Translating the notion of a knowledge- and creativity-based economy into practice, enhancing the green economy, tackling rising commodity prices and accelerating budget disbursement and major public infrastructure investment are highlighted as Thailand’s major challenges this year, according to “IMD World Competitiveness 2011”.

Also on the country’s plate are tackling labour shortages in the production sector, creating harmony and solidarity among Thai people, and resolving political and border conflicts.

According to the report, which rates 59 economies, Thailand’s ranking has slipped one place to 27th.

In the Asia-Pacific region, Thailand’s ranking also fell from ninth to 10th place. Thailand was ranked ninth in 2008 and 2010, an improvement from 11th in 2007.

Asian economies that have seen their world rankings improve are Taiwan, which moved from eighth to sixth; South Korea, from 23rd to 22nd; and Japan, from 27th to 26th. Notably, Hong Kong’s competitiveness ranking moved from second place to first, tied with the United States, which last year was in third place.

Other economies that joined Thailand in falling were Malaysia, from 10th to 16th; mainland China, from 18th to 19th; India, from 31st to 32nd; Indonesia, from 35th to 37th; and the Philippines, from 39th to 41st.

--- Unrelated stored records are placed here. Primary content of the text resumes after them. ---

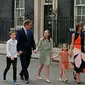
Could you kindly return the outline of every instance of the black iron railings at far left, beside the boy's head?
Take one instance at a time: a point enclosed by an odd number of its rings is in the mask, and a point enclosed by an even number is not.
[[[0,43],[6,43],[10,28],[14,25],[14,20],[0,20]]]

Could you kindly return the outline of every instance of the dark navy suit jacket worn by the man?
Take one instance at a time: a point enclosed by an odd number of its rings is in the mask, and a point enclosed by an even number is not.
[[[36,49],[34,36],[31,29],[29,30],[28,38],[23,28],[17,31],[16,38],[18,41],[17,51],[22,51],[23,54],[32,54],[32,48],[33,50]]]

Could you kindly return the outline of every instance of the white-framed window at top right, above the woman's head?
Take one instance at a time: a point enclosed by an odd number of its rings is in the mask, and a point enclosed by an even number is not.
[[[75,2],[75,23],[85,24],[85,0],[74,0]]]

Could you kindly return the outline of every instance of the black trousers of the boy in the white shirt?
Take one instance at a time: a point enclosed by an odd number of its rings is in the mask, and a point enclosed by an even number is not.
[[[16,80],[16,74],[17,74],[17,58],[14,58],[12,61],[10,58],[6,58],[7,66],[4,71],[4,77],[6,77],[6,74],[8,70],[10,69],[11,64],[13,65],[13,80]]]

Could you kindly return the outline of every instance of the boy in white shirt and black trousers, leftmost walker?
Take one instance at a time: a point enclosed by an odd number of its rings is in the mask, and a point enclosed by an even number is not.
[[[3,73],[3,80],[6,80],[6,74],[10,69],[11,64],[13,65],[13,84],[18,85],[16,79],[17,75],[17,40],[16,33],[14,31],[9,32],[10,39],[7,41],[7,66]]]

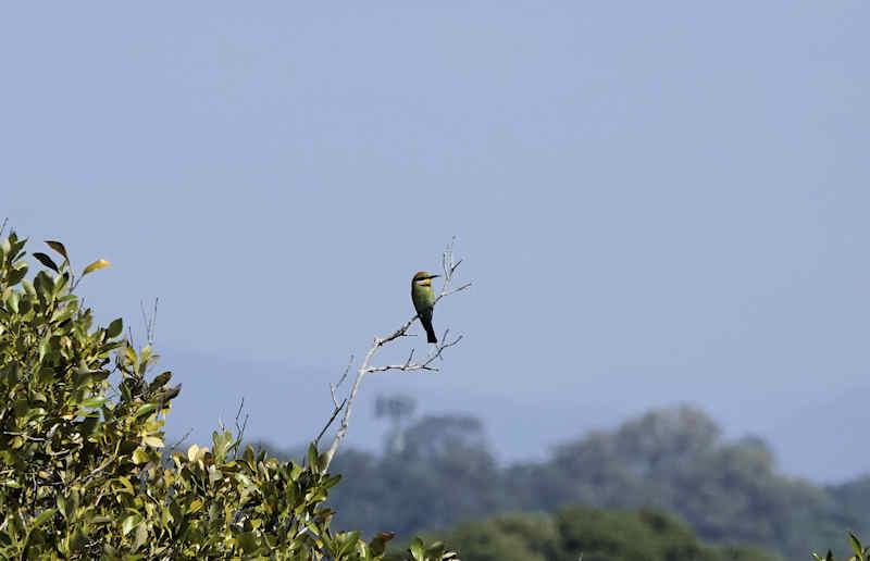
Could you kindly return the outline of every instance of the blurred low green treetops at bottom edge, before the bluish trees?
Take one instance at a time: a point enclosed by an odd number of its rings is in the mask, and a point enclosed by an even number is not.
[[[660,511],[568,507],[550,516],[508,514],[462,524],[448,534],[475,561],[778,561],[759,549],[701,544]]]

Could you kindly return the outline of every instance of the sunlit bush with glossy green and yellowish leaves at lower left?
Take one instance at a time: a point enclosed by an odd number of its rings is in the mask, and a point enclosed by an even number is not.
[[[74,294],[109,263],[76,278],[49,241],[58,257],[34,253],[42,269],[27,280],[25,242],[0,242],[0,558],[383,558],[393,534],[332,529],[324,501],[339,476],[313,445],[304,464],[281,462],[220,431],[210,448],[164,454],[181,386],[152,376],[151,347],[135,350],[121,320],[95,326]],[[410,549],[455,558],[440,544]]]

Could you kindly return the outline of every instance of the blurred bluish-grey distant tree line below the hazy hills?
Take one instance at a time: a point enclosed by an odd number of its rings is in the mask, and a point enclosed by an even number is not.
[[[544,462],[506,467],[478,419],[424,416],[400,432],[394,426],[384,453],[348,449],[334,467],[349,476],[331,495],[337,521],[400,536],[573,504],[661,510],[705,541],[755,545],[787,559],[843,544],[848,529],[870,533],[870,476],[826,487],[788,477],[762,440],[724,440],[687,406],[587,434]],[[450,535],[464,535],[461,527]]]

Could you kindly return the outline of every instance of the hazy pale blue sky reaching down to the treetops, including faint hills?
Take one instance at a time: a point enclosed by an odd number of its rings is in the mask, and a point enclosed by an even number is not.
[[[308,436],[286,381],[326,415],[456,235],[467,339],[368,397],[507,458],[693,401],[791,473],[870,471],[870,4],[7,4],[0,214],[112,261],[104,320],[160,297],[198,431],[245,395]]]

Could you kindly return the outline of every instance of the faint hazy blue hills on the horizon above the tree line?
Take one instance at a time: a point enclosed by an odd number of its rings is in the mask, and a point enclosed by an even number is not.
[[[328,417],[328,384],[344,366],[336,369],[288,366],[279,362],[232,360],[196,352],[164,349],[162,363],[184,383],[184,391],[173,407],[171,434],[186,442],[208,442],[219,422],[233,426],[234,415],[244,398],[249,414],[246,434],[251,440],[264,440],[283,449],[303,446]],[[761,396],[748,400],[747,410],[736,410],[728,395],[716,389],[704,395],[682,390],[671,398],[671,386],[649,382],[625,396],[624,388],[593,379],[587,394],[554,396],[511,395],[492,388],[459,387],[445,361],[444,373],[413,373],[369,377],[360,392],[347,442],[350,447],[377,452],[388,424],[374,415],[378,396],[405,395],[417,400],[414,417],[460,414],[484,421],[492,451],[502,464],[539,461],[557,446],[586,436],[592,431],[609,431],[652,409],[689,404],[703,410],[723,429],[723,439],[746,436],[763,438],[773,449],[780,469],[817,483],[840,483],[870,472],[860,464],[832,470],[824,451],[848,450],[860,459],[862,442],[857,432],[842,431],[863,419],[863,397],[870,385],[830,399],[809,401],[793,409],[771,411],[763,408]],[[258,391],[249,379],[268,384],[270,391]],[[623,378],[624,379],[624,378]],[[198,396],[217,388],[210,408],[199,404]],[[287,427],[291,427],[290,431]],[[815,447],[807,453],[807,442]],[[856,452],[857,451],[857,452]],[[844,467],[844,466],[838,466]]]

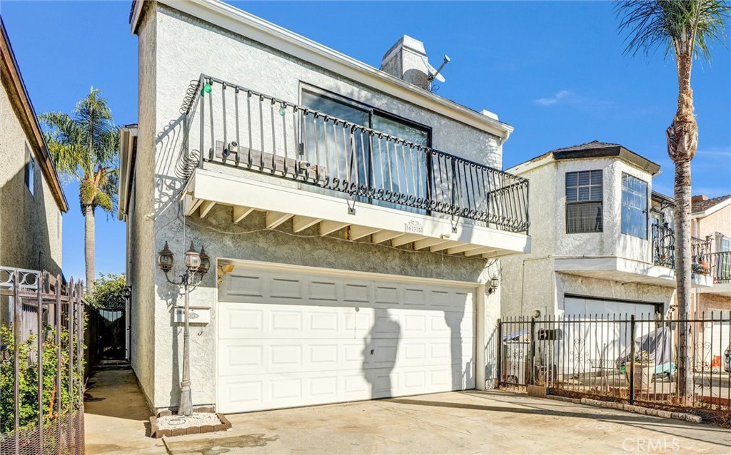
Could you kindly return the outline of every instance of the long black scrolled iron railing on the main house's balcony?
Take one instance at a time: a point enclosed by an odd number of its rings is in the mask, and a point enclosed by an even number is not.
[[[465,158],[205,75],[181,113],[183,167],[216,161],[363,202],[529,227],[528,180]]]

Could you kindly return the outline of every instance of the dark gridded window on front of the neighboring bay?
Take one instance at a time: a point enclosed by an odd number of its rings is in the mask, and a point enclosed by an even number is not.
[[[566,232],[602,232],[602,171],[566,173]]]

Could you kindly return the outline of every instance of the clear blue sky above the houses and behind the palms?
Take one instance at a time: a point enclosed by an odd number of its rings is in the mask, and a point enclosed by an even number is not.
[[[402,34],[424,42],[432,64],[446,53],[437,93],[515,127],[510,167],[553,148],[619,142],[662,166],[654,189],[673,191],[664,131],[675,113],[675,63],[659,50],[628,58],[609,2],[248,2],[232,4],[346,55],[379,66]],[[5,26],[37,112],[70,111],[102,88],[119,125],[137,121],[137,37],[131,1],[9,1]],[[245,76],[242,76],[245,77]],[[246,80],[239,81],[242,84]],[[731,193],[731,51],[696,61],[700,129],[694,194]],[[459,150],[447,150],[459,153]],[[64,272],[83,277],[83,216],[66,187]],[[124,272],[124,223],[99,213],[96,271]]]

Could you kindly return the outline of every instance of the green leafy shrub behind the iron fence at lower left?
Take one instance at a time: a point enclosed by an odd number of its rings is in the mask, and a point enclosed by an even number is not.
[[[43,421],[49,423],[58,418],[57,400],[61,398],[61,413],[65,413],[74,403],[81,402],[83,397],[76,386],[83,381],[83,376],[75,369],[69,375],[69,355],[75,362],[83,352],[84,346],[78,343],[77,335],[72,334],[70,341],[74,348],[69,353],[69,331],[60,328],[61,335],[61,389],[56,387],[56,356],[58,343],[56,331],[46,327],[42,341],[43,366]],[[12,431],[15,424],[15,339],[13,327],[0,326],[0,433]],[[20,362],[18,362],[19,404],[18,416],[20,428],[32,427],[38,423],[38,362],[37,334],[31,334],[26,341],[18,345]],[[83,360],[82,360],[83,362]],[[69,391],[69,380],[75,385]]]

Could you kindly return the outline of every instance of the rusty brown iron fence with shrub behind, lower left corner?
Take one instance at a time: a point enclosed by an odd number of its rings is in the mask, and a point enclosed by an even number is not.
[[[82,284],[0,267],[0,303],[0,454],[83,454]]]

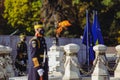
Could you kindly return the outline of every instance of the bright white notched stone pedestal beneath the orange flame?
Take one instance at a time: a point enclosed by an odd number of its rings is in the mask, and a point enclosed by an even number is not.
[[[53,45],[48,52],[49,77],[51,80],[62,78],[64,74],[64,51],[61,47]]]

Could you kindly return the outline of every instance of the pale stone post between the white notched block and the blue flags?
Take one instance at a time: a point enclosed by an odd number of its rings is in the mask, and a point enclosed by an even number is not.
[[[66,60],[64,63],[65,73],[63,80],[81,80],[78,59],[76,57],[80,47],[77,44],[68,44],[64,46]]]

IMD (the International Institute for Management Development) is a business school based in Lausanne, Switzerland, that operates a number of research centres, including the World Competitiveness Centre.

According to data provided by IMD’s partner the Thailand Management Association (TMA), Thailand witnessed improvements in terms of economic growth, budget deficit, unemployment, risk of political instability, labour-market flexibility, overseas investment, and exports.

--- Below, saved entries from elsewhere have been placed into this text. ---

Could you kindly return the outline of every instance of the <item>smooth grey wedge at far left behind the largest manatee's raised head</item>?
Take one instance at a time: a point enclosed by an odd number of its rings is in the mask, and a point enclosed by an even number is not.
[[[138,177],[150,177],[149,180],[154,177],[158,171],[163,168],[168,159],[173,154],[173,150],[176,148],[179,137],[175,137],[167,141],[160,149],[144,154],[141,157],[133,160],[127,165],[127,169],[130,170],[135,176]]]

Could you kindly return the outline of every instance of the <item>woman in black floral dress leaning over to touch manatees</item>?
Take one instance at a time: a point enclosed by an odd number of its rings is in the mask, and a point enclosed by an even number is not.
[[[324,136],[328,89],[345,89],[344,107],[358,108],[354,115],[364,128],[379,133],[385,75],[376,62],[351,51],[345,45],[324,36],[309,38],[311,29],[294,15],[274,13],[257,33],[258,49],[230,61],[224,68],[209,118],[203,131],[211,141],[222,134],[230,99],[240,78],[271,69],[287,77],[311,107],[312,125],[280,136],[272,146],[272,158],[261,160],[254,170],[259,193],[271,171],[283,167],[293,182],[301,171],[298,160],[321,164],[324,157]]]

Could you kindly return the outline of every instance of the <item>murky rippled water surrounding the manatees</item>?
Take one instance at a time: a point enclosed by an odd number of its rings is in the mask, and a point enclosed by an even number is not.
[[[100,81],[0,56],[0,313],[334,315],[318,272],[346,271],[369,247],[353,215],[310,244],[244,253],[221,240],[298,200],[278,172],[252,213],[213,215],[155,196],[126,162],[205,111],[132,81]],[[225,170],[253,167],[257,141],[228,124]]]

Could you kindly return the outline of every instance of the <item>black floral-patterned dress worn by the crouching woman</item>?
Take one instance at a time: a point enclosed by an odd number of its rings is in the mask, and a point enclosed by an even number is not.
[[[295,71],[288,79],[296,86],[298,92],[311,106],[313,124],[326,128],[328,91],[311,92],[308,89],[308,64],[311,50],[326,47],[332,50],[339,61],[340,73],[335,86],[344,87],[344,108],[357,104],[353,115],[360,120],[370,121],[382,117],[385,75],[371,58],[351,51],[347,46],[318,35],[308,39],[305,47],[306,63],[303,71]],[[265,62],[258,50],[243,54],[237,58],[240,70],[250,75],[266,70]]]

The Kingdom showed declines in consumer price inflation, government subsidies, green technologies, communications technology, tourism receipts, educational system, justice, scientific research and ethical practices.

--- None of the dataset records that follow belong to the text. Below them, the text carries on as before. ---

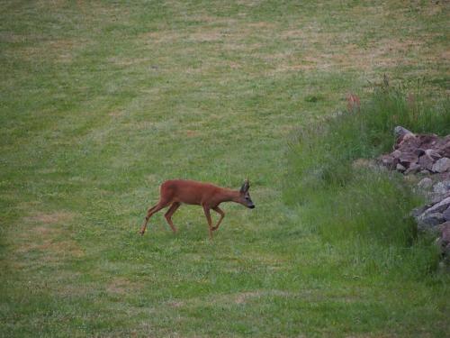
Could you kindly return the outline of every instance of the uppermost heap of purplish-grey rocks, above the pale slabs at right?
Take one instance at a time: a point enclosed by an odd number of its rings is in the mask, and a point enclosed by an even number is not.
[[[401,126],[394,130],[394,151],[379,160],[405,175],[450,172],[450,135],[414,134]]]

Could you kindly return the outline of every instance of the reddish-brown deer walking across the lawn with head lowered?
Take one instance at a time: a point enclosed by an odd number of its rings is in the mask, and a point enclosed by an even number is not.
[[[174,233],[177,232],[172,216],[175,211],[182,205],[202,206],[212,240],[212,232],[219,229],[219,225],[225,217],[225,213],[220,209],[219,205],[223,202],[235,202],[247,208],[255,208],[255,204],[251,200],[248,189],[250,182],[248,178],[244,181],[239,190],[232,190],[226,187],[217,187],[211,183],[202,183],[188,179],[169,179],[161,184],[159,188],[159,200],[155,206],[148,208],[144,224],[140,228],[139,233],[143,235],[147,229],[148,220],[159,210],[170,206],[164,215],[167,224]],[[220,215],[220,219],[216,225],[212,226],[211,213],[214,210]]]

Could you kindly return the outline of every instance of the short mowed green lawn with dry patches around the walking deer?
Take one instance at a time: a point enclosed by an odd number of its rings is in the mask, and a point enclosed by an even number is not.
[[[449,282],[356,273],[287,145],[386,74],[449,90],[446,1],[0,3],[0,336],[445,336]],[[168,178],[238,188],[211,242]],[[217,220],[217,215],[213,215]]]

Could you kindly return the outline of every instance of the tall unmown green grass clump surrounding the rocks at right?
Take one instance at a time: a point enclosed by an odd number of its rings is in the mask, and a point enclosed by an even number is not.
[[[392,150],[393,128],[450,132],[448,100],[434,106],[384,84],[359,105],[303,127],[291,145],[284,189],[302,221],[339,247],[357,269],[422,275],[437,265],[429,238],[418,236],[410,210],[421,203],[401,174],[368,160]]]

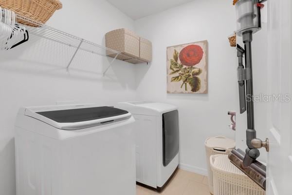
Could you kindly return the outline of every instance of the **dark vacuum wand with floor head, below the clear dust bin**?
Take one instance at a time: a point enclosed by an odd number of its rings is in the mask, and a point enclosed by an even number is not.
[[[252,64],[252,41],[253,32],[247,31],[242,34],[244,49],[237,45],[238,57],[238,88],[240,113],[247,111],[247,130],[245,153],[240,149],[233,150],[229,154],[230,161],[243,173],[249,176],[262,189],[266,189],[266,166],[256,161],[260,155],[258,148],[268,145],[267,141],[262,142],[256,138],[254,120],[254,91],[253,91],[253,64]],[[243,65],[243,55],[245,56],[245,67]],[[246,89],[246,91],[245,91]]]

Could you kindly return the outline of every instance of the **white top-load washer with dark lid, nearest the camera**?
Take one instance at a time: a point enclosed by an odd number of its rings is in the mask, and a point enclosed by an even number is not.
[[[17,195],[135,195],[133,124],[113,107],[21,108]]]

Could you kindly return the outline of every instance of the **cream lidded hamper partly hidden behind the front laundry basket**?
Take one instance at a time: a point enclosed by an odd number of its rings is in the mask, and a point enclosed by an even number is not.
[[[210,156],[212,155],[229,155],[235,149],[235,140],[223,136],[209,137],[205,141],[207,168],[208,168],[208,184],[211,194],[213,190],[213,176],[210,168]]]

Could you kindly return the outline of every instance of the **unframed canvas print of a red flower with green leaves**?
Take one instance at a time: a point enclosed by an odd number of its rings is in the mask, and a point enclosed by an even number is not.
[[[167,47],[167,93],[208,93],[207,40]]]

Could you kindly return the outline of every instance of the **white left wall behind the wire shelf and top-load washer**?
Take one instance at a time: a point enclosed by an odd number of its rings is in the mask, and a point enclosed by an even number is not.
[[[106,32],[121,27],[133,30],[133,20],[106,0],[62,2],[63,9],[48,22],[55,28],[103,45]],[[67,73],[65,67],[73,51],[34,37],[14,50],[0,51],[1,195],[16,194],[14,121],[20,106],[70,100],[113,105],[117,101],[135,100],[133,65],[116,61],[103,78],[102,71],[110,59],[80,52]]]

The TMA also conducted an executive survey on the five most attractive economic factors. The factors chosen were economic dynamism, low operating costs, skilled workforce, productivity, and reliable infrastructure.

Among the 59 economies, Thailand best placing was in terms of labour market (second). It performed worse in terms of health and environment (54th). It was also poor in terms of education (51st) and technology infrastructure (52nd).

In the top 10 list, aside from Hong Kong and the United States, were Singapore, Sweden, Switzerland, Taiwan, Canada, Qatar, Australia and Germany.

According to IMD, which conducts the survey every year, the recovery of financial markets pushes the United States back to the top, sharing first place with Hong Kong, and slightly ahead of Singapore. Sweden jumps to fourth place, highlighting the competitiveness of the Nordic model. Germany shines thanks to buoyant exports and a flexible labour market.

“The world of competitiveness becomes more national,” said Professor Stephane Garelli, director of IMD’s World Competitiveness Centre. “‘World Competitiveness 2.0’ is thus characterised by greater self-reliance of countries. It increasingly emphasises re-industrialisation, exports and a more critical look at de-localisation.”

“This trend is triggered by the rise in commodity and transport prices and higher labour costs in emerging economies. National champions are favoured everywhere and borders resurface – again.”